- Date: April 14, 2026
- Publisher: First Second

Creative team
- Creator: Mari Costa
- ISBN: 9781250784162

= Forgive-Me-Not =

2026 graphic novel by Mari Costa

Forgive-Me-Not is a 2026 fantasy romance graphic novel by Mari Costa. It is about a kidnapped princess and her changeling who fall in love with each other. It was published by First Second.

== Plot ==
On the night before princess Aisling turns eighteen, a girl named Forget-Me-Not breaks into her room and announces herself as the king and queen's real daughter, stolen away and replaced as infant by the Unseelie fae Gristlebone, and reveals that Aisling, unbeknownst to herself, is a changeling and Gristlebone's daughter.
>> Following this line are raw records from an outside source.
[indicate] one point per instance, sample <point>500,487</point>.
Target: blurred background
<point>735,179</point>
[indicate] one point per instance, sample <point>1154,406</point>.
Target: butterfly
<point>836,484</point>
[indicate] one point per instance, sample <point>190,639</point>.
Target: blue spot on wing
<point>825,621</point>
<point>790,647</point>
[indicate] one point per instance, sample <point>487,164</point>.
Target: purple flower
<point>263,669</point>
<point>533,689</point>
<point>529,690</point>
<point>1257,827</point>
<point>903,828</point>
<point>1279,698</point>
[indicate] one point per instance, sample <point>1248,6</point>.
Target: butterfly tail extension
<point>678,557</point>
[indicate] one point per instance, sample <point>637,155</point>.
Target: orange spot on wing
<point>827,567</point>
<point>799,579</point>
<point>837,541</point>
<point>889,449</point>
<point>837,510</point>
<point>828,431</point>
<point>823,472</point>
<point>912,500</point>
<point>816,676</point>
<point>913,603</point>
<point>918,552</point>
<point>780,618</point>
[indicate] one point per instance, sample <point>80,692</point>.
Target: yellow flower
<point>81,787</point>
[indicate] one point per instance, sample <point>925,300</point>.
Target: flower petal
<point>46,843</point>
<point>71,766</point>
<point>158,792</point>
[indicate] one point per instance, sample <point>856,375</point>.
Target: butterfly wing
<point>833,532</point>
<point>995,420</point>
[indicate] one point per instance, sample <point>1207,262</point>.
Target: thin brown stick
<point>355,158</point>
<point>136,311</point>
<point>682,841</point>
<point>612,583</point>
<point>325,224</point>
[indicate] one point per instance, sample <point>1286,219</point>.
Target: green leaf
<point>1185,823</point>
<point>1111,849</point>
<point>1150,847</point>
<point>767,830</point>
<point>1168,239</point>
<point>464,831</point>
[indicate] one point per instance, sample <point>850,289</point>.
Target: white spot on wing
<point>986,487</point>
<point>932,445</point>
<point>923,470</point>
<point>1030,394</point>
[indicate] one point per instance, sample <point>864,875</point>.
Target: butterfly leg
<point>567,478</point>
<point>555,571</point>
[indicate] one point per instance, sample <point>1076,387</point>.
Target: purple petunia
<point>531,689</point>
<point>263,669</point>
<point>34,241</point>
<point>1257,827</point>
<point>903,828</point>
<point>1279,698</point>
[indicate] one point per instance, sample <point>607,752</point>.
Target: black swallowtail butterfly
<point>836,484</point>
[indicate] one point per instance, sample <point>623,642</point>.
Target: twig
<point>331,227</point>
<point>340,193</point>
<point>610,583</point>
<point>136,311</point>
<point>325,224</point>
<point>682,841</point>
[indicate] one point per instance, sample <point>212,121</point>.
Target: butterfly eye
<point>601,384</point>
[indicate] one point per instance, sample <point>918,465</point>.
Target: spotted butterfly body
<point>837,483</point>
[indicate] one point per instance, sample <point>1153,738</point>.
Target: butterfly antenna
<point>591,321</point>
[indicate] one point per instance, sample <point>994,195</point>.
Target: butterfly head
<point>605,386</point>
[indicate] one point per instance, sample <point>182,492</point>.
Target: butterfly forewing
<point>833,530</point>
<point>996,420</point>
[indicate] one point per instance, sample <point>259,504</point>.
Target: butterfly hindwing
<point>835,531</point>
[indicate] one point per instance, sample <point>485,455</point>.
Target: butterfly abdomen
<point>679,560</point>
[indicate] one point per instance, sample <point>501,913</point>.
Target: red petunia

Forget-Me-Not's iron sword then reverts Aisling to her true faerie appearance with purple skin, green hair, yellow sclera, red irises, horns, pointy ears, and a tail. Unable to prove her identity to her adoptive parents, Aisling is forced to travel with Forget-Me-Not meet to Gristlebone, who has forced Forget-Me-Not to be his servant ever since he abducted her, and with whom Forgive-Me-Not hopes to exchange Aisling for her freedom. As the two girls journey together, they gradually warm up to and fall for each other.

== Reception ==
The book received starred reviews from Publishers Weekly, Kirkus Reviews, and BookPage. Kirkus Reviews concluded that the book was "a stunningly beautiful Sapphic adventure about figuring out love and belonging," while Publishers Weekly commented on the artwork, saying "uncluttered illustrations and straightforward paneling allow the bright and colorful hues of the fairy realm to burst from the pages." It was also reviewed by School Library Journal, which compared it to Nimona. Autostraddle listed it as an anticipated book for April 2026.

The book was included the 2026 Graphic Novels and Manga High School selection by the Junior Library Guild.